Trick mode

Trick mode, sometimes called Trick play, is a feature of digital video systems including Digital Video Recorders and Video on Demand systems which mimics the visual feedback given during fast-forward and rewind operations that were provided by analogue systems such as VCRs by manipulating the video stream to include only a subset of frames.

Implementation Issues

With an analogue system the visual fast-forward/rewind effect was generated simply by transmitting the frames faster and/or in reverse; there was an inevitable loss of frame synchronization or 'tearing' but this was accepted as the norm. With a digital system it is unlikely the decoder can process the digital stream significantly faster than normal, and certainly not backwards.
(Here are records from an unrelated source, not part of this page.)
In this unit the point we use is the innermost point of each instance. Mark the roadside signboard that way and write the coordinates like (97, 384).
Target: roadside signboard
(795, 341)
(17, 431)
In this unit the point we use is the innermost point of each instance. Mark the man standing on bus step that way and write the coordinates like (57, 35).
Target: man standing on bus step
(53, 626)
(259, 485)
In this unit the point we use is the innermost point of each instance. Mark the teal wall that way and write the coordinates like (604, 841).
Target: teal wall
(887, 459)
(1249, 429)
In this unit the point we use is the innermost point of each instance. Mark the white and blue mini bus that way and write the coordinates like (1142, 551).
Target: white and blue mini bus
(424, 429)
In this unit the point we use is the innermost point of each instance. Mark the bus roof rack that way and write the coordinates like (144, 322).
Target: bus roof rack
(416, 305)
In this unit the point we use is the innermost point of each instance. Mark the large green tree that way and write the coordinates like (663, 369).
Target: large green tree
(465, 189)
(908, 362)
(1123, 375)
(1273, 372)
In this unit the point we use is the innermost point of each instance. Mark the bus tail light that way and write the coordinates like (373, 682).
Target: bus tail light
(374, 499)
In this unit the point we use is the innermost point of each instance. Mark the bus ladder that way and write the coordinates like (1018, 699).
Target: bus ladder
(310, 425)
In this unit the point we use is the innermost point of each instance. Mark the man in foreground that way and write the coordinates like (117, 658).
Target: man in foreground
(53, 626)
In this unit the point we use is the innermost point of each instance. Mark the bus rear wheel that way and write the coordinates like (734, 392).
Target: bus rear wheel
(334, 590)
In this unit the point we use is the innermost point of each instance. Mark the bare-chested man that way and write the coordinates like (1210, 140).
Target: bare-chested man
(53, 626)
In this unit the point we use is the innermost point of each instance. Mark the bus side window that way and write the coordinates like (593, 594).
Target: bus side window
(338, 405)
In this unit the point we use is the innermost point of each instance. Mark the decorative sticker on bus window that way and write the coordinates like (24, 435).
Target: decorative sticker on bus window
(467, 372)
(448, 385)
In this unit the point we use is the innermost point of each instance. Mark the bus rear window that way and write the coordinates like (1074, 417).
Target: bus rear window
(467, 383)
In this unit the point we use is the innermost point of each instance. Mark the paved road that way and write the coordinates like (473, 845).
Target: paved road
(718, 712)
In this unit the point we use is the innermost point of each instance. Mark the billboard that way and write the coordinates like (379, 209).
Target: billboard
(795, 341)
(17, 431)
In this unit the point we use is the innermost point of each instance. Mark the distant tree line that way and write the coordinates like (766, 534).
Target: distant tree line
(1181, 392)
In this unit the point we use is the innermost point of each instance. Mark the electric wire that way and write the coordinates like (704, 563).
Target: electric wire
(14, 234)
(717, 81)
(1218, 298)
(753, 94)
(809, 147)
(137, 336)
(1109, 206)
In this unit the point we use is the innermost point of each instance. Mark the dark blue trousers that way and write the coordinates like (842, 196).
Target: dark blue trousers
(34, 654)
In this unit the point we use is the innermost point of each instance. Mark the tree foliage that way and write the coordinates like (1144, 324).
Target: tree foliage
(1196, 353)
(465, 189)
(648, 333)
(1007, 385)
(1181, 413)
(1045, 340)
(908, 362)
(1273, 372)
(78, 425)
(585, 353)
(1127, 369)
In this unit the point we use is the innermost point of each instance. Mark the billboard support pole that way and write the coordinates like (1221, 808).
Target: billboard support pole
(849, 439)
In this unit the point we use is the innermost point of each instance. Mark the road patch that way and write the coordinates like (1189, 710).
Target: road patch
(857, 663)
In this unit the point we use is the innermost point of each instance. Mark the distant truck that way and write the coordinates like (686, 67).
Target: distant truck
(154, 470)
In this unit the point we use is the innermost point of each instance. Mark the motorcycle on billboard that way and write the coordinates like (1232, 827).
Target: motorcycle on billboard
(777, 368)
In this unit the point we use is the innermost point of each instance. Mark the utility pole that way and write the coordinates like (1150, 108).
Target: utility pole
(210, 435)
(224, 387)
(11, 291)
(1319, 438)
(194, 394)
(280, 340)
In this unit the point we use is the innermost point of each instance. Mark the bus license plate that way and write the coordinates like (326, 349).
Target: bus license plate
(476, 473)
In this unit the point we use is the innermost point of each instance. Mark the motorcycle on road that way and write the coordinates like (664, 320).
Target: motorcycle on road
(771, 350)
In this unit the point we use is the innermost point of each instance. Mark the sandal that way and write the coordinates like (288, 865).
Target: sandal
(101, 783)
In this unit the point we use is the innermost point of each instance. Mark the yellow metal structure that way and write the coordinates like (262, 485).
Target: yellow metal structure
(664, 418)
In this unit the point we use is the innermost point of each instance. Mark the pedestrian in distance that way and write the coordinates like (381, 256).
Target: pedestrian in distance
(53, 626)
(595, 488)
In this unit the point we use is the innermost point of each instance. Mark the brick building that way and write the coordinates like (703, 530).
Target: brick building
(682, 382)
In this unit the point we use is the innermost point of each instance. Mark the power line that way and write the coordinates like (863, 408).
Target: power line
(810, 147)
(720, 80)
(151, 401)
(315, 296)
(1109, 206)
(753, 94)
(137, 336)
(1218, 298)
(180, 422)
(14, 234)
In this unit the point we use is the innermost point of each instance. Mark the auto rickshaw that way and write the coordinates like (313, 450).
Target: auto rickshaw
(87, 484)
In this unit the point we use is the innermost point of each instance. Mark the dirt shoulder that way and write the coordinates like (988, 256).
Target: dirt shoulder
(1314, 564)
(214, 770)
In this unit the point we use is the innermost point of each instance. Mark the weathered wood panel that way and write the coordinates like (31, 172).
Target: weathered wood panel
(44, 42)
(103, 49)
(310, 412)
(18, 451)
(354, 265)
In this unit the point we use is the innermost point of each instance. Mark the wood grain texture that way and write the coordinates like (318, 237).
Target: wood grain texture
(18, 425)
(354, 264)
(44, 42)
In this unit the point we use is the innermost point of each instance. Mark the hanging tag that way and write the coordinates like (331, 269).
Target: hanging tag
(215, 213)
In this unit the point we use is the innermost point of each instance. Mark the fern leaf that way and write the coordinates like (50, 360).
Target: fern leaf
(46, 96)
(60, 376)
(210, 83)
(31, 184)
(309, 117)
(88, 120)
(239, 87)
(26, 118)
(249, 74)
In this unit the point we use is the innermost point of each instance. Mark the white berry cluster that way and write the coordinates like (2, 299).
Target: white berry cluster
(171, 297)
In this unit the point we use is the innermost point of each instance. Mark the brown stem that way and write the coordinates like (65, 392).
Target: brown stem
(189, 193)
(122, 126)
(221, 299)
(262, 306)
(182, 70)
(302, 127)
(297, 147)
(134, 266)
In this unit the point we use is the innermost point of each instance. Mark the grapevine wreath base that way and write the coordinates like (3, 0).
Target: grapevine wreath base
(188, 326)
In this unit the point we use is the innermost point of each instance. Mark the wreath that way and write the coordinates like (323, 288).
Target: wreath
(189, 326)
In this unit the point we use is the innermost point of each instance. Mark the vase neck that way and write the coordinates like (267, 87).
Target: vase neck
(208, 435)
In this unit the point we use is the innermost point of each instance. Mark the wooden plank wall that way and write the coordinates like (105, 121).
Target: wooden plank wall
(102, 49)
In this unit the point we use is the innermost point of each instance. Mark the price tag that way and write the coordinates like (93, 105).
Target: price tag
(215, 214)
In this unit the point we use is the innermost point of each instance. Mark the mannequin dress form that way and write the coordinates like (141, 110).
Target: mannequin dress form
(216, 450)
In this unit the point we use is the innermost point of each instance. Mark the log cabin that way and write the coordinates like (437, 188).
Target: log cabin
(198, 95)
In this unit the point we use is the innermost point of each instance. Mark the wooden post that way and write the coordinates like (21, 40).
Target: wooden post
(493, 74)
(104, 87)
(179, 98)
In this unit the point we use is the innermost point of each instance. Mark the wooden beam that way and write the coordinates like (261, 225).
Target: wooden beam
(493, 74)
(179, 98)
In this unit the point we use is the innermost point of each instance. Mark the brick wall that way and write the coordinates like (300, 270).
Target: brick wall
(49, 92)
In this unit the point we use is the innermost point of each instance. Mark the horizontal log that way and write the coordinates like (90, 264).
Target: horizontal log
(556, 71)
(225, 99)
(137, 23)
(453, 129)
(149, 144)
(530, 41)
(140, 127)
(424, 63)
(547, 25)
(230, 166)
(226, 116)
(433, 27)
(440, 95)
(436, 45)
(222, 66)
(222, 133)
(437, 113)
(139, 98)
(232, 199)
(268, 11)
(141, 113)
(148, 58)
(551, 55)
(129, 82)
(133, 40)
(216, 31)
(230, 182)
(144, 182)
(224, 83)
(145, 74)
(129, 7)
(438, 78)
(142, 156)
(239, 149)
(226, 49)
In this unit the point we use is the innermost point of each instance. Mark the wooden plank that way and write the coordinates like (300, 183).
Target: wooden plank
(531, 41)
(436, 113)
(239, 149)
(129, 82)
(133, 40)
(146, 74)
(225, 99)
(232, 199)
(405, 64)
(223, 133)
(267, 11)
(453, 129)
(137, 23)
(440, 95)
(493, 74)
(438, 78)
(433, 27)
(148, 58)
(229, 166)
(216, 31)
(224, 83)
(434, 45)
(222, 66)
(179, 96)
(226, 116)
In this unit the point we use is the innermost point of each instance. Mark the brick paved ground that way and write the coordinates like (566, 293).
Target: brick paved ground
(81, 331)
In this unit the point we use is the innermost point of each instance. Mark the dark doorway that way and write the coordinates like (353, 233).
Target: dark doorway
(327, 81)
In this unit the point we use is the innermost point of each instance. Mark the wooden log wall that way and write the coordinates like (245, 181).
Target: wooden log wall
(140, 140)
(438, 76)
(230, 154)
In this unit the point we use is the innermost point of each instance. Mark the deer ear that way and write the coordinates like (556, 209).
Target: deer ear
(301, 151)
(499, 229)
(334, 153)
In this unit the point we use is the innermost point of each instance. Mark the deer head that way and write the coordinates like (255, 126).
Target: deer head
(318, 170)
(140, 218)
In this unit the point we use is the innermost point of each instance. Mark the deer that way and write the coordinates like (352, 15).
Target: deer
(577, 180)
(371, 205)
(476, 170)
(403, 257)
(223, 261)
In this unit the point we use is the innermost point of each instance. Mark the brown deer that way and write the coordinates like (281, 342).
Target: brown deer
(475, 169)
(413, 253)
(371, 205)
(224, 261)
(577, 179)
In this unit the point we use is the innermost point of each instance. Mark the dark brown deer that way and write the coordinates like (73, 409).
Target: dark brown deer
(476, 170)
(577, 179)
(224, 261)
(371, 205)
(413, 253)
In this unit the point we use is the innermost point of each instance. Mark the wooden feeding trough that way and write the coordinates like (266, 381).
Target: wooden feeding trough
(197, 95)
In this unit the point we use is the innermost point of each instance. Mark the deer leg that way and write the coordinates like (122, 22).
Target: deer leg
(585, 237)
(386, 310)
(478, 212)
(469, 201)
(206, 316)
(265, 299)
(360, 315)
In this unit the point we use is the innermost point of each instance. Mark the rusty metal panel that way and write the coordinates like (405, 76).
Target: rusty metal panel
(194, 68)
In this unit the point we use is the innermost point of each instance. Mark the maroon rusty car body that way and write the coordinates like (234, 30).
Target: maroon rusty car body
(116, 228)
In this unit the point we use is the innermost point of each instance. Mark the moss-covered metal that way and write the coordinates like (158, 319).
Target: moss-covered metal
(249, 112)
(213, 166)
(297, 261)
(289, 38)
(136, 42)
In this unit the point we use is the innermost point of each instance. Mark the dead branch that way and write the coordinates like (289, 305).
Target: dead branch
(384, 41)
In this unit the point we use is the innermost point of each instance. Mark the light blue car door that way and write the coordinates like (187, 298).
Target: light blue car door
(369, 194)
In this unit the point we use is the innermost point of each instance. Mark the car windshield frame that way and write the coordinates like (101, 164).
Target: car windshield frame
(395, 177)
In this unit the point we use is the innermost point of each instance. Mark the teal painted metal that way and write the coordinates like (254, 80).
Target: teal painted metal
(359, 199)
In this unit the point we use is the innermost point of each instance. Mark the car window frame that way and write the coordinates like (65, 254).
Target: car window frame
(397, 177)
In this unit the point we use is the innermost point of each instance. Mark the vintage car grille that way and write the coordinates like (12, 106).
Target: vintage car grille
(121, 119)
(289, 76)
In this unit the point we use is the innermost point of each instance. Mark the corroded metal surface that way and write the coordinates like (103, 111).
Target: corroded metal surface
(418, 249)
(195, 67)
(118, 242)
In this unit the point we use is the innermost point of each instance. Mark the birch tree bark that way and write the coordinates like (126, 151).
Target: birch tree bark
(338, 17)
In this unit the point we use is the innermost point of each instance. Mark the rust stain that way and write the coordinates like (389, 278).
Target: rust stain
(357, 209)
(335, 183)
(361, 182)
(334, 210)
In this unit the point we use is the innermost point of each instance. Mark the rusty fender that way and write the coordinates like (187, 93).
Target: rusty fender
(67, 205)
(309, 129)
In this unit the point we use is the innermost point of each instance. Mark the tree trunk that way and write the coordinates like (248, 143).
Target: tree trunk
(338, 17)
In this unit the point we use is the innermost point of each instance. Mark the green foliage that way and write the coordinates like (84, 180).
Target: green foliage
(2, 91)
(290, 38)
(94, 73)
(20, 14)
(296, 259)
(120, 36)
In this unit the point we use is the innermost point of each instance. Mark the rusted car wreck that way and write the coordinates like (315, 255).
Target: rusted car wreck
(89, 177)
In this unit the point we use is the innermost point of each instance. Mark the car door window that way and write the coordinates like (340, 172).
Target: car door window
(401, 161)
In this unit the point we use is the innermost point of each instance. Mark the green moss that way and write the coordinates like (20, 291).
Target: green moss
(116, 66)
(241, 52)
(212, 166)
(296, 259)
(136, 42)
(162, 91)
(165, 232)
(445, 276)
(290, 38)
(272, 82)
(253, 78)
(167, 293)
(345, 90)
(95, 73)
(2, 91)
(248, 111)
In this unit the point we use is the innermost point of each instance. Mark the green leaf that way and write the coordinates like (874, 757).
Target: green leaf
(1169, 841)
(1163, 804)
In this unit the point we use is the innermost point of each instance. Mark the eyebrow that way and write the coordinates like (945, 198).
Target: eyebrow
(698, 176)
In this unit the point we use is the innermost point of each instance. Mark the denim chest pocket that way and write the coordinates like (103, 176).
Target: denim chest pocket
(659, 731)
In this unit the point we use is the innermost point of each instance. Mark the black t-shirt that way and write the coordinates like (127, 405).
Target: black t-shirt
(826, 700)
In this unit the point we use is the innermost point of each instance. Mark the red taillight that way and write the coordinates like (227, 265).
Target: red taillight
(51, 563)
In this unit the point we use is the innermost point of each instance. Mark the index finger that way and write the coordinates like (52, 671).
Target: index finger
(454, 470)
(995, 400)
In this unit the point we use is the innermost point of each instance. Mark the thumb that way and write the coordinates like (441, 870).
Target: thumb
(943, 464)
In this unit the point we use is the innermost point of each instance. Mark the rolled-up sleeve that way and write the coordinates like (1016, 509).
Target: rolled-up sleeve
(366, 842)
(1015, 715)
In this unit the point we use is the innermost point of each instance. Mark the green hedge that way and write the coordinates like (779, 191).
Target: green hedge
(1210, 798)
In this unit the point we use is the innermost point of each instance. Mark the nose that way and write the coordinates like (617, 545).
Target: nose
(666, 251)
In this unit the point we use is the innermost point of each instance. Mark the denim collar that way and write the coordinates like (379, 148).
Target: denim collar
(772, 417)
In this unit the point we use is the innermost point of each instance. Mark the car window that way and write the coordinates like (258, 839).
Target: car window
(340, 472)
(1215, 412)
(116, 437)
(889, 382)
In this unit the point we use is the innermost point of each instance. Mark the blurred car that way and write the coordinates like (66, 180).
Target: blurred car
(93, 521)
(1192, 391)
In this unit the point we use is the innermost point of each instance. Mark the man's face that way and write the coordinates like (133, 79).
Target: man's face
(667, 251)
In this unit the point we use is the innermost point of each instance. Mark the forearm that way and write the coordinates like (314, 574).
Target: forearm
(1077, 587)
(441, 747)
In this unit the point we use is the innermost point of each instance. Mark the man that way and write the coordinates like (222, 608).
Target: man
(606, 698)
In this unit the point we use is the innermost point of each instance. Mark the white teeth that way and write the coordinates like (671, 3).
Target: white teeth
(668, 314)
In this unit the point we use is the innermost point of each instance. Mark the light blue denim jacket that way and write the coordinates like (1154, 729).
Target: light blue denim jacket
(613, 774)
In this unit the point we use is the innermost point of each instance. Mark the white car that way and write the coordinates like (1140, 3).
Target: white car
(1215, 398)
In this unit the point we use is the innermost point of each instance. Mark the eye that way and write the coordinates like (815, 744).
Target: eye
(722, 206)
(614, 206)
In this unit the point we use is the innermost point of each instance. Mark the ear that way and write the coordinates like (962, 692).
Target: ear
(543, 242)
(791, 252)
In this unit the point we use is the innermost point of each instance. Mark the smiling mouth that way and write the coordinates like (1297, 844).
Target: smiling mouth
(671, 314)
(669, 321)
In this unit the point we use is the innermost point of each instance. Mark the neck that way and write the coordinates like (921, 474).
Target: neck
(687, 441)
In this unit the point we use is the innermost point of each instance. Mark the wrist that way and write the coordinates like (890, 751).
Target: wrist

Hence only a subset of frames can be presented to the decoder.

This is made harder by the fact that in video compression systems such as MPEG-2 and H.264 many frames are dependent on previous frames for display, and hence cannot be decoded independently. Only certain "I" or "Intra" frames are independent. Hence a system offering trick mode has to select only those frames for display, which requires analysis of the digital stream either at the time of playback or in advance.

In a single-user disk-based system it is possible to scan the media file in real time to locate the independent frames, but in a network-based video-on-demand system the bandwidth allocated to the client is fixed, so the server has to use pre-generated 'hint' or 'index' information to locate suitable frames, and then play them out at the selected fast-forward or rewind speed within the original bandwidth envelope. Alternatively the server may pre-generate an entirely new video stream at at least one forward and backward speed and switch to it when requested.